Tree-sitter provides two different APIs for working with the parse tree:

tree_sitter::TreeCursor: Low-level API. A cursor maintains a pointer to a node in the tree, and has a minimal set of methods for moving the pointer. The node method returns an instance of tree_sitter::Node for the node it’s currently pointing to.
tree_sitter::Node: High-level API. A Node contains metadata (rule name, span, and string value) about a node in the tree and provides functions for accessing related nodes (parent, siblings, and children). Internally, a Node maintains a reference to a TreeCursor, and many of Node’s methods require creating a copy of the cursor using the walk method.

The high-level API is more ergonomic, so we’ll stick to that for now. Node provides idiomatic methods to navigate the parse tree using iterators. The drawback of this approach is that navigating multiple levels of the tree requires creating multiple copies of the TreeCursor, and each of these copy operations is relatively slow. In a later post we’ll write a custom iterator that wraps a TreeCursor to provide better ergonomics while maintaining good performance.

A node that corresponds to a production rule is called a “named” node. All non-terminal nodes are named; a terminal node may be named (e.g. the workflow node) or not (e.g., the nodes corresponding to the version and 1.1 tokens). Each node has a kind, which is either its rule name (for a named node) or its literal value (for a terminal token). Obtaining the text value of the node requires passing in a reference to the input text (as a byte array).

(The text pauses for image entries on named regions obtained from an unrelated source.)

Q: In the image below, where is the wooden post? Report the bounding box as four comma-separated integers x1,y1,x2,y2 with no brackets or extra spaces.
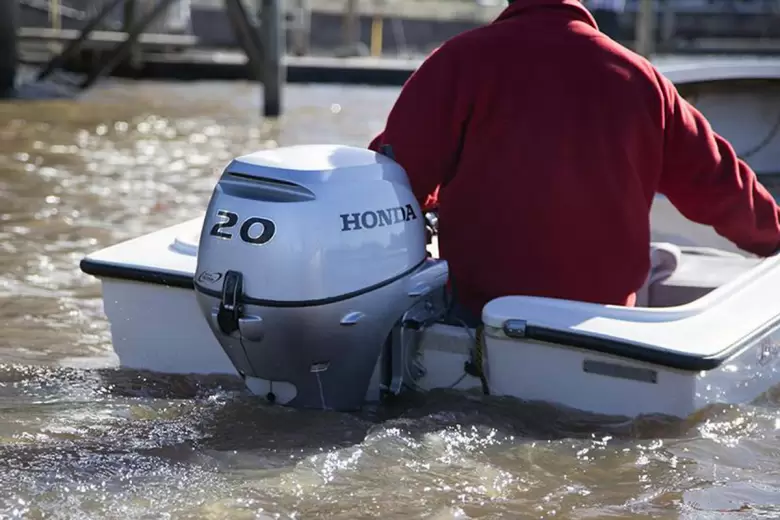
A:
0,0,19,98
122,0,143,69
634,0,655,58
260,0,286,117
343,0,359,49
661,0,677,50
371,14,385,58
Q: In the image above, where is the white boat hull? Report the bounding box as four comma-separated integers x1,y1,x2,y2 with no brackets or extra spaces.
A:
87,213,780,417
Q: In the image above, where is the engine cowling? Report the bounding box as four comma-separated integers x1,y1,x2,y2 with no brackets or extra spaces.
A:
194,145,446,410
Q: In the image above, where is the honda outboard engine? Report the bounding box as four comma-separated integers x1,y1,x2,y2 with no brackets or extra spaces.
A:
194,145,447,410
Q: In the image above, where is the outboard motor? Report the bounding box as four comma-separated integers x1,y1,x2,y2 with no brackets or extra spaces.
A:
194,145,447,410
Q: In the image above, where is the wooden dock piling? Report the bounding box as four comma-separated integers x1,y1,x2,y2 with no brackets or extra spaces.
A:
634,0,655,58
260,0,286,117
0,0,19,98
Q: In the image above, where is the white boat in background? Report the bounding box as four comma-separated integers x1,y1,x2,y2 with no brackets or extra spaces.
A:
658,57,780,177
640,57,780,254
81,146,780,417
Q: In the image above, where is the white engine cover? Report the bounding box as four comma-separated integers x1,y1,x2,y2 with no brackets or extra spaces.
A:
195,145,426,304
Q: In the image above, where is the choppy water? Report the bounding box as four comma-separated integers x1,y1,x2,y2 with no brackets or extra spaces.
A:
0,79,780,519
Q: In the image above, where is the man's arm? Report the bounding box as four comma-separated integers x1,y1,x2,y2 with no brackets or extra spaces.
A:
369,45,470,209
658,70,780,256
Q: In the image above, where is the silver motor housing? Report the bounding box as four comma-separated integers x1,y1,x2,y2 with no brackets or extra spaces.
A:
194,145,447,410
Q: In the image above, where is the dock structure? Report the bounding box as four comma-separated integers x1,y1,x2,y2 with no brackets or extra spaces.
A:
13,0,285,117
0,0,19,99
12,0,780,96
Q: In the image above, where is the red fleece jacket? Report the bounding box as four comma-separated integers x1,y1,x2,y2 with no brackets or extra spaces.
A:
370,0,780,316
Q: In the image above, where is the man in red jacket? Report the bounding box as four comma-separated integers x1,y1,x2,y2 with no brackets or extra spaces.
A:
370,0,780,317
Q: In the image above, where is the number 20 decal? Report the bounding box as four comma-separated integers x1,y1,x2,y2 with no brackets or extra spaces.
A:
209,209,276,246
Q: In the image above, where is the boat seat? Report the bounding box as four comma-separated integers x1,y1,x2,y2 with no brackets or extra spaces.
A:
645,247,761,307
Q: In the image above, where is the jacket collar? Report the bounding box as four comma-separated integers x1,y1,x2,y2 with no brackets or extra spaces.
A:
495,0,598,29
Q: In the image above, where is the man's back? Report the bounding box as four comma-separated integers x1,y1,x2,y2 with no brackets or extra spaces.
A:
372,0,780,315
432,1,663,312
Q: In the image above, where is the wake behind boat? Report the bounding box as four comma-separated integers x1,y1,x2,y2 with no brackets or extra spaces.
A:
81,146,780,417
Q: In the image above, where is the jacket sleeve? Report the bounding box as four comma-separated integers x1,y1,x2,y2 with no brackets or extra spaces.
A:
658,74,780,256
369,46,467,210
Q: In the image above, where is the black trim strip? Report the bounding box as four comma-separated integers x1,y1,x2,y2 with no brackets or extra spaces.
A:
79,258,426,308
79,258,195,289
194,258,427,308
518,320,780,372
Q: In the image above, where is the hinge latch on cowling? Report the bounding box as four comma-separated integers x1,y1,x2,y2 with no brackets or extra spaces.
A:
217,271,244,335
216,271,265,341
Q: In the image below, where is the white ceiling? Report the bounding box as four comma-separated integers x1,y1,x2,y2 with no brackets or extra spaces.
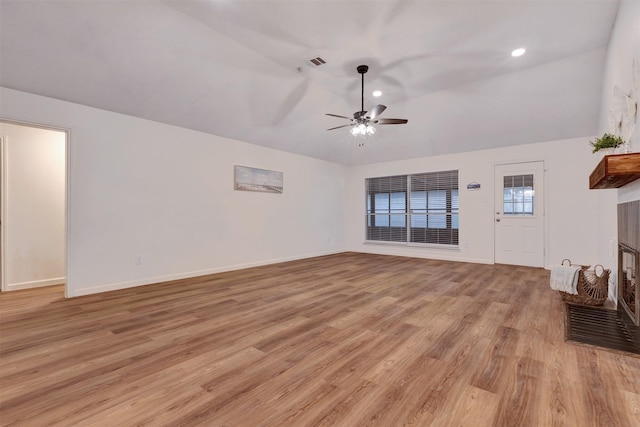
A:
0,0,618,164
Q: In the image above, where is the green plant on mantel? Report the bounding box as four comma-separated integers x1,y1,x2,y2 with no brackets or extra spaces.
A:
589,133,624,153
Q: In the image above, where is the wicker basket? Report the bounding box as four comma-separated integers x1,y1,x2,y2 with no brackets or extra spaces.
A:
560,259,611,305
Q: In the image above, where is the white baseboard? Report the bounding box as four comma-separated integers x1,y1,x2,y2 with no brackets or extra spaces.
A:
67,249,345,298
7,277,65,291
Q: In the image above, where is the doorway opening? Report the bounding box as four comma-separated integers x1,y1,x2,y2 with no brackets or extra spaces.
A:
493,161,545,267
0,119,69,296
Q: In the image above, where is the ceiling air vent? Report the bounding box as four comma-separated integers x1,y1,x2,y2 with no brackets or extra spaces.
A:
309,56,326,67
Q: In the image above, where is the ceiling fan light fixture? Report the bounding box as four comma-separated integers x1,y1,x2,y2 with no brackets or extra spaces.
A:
349,123,376,136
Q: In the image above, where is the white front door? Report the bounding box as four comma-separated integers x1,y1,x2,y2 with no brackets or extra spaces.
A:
494,161,544,267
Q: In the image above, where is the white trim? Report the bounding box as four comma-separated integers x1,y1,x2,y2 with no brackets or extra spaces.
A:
0,135,7,292
0,117,71,298
7,277,65,291
67,250,346,298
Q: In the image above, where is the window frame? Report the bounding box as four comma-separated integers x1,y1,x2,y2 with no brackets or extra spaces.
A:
365,170,460,249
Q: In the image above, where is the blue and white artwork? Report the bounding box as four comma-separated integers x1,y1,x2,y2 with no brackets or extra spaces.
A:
233,165,283,193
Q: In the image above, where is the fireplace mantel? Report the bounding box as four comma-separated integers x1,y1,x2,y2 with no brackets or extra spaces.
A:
589,153,640,189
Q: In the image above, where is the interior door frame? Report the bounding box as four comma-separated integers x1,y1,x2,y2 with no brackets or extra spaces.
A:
0,117,71,298
491,158,549,269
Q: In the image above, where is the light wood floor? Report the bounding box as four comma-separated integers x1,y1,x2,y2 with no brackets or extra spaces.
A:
0,253,640,427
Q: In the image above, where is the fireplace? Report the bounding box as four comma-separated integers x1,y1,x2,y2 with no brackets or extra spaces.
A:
618,200,640,335
618,243,640,326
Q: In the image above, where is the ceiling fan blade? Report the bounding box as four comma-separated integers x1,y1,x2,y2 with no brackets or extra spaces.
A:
325,113,351,120
375,119,409,125
367,104,387,119
327,125,353,130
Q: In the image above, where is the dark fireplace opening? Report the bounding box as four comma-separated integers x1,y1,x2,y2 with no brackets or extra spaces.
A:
618,244,640,326
618,200,640,349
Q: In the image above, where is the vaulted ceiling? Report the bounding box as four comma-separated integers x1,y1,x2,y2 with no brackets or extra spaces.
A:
0,0,618,164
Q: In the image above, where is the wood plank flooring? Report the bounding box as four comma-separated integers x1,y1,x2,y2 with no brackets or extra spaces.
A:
0,253,640,427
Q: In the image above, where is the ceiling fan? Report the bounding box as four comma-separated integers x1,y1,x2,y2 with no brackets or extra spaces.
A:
327,65,408,136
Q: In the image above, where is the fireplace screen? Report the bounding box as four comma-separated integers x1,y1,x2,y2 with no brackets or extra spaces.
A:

Let’s expand our test case to use the high-level API to validate the contents of the tree returned by the parser:

Expanded test case

rust code

#[test]
fn test_parse() {
    let wdl_file = PathBuf::from(env!("CARGO_MANIFEST_DIR"))
        .join("resources")
        .join("test")
        .join("simple.wdl");
    let wdl_source = std::fs::read_to_string(wdl_file).unwrap();
    let tree = super::parse_document(&wdl_source).unwrap();
    let root = tree.root_node();  // get the root (`document`) node in the tree
    assert_eq!(root.kind(), "document");
    assert_eq!(root.child_count(), 2);
    let cursor = &mut root.walk();  // make a copy of the cursor
    let mut children = root.children(cursor);  // create iterator over children
    let version = children.next().expect("Expected version node");
    assert_eq!(version.kind(), "version");
    assert_eq!(version.child_count(), 2);
    assert_eq!(
        version.utf8_text(&wdl_source.as_bytes()).unwrap(),
        "version 1.1"
    );
    // we can't mutably borrow cursor twice, so we have to make a second copy of 
    // the tree cursor
    let cursor2 = &mut version.walk();
    let mut version_tokens = version.children(cursor2);
    let keyword = version_tokens.next().expect("Expected version keyword");
    assert!(!keyword.is_named());  // literals do not have a rule name
    assert_eq!(keyword.kind(), "version");  // a literal's kind is equal to its text
    assert_eq!(
        keyword.utf8_text(&wdl_source.as_bytes()).unwrap(),
        "version"
    );
    let number = version_tokens.next().expect("Expected version number");
    assert_eq!(number.kind(), "1.1");
    assert_eq!(number.utf8_text(&wdl_source.as_bytes()).unwrap(), "1.1");
    let workflow = children.next().expect("Expected workflow node");
    assert_eq!(workflow.kind(), "workflow");
    assert!(workflow.is_named());  // workflow is a named terminal node
    assert_eq!(workflow.child_count(), 0);
}

Conclusion⌗

In this second post on writing a parser in Rust, we’ve implemented a complete (although very simple) GLR parser in Rust using Tree-sitter. In Part 3, we’ll expand our WDL grammar, and cover more advanced aspects of Tree-sitter in the process.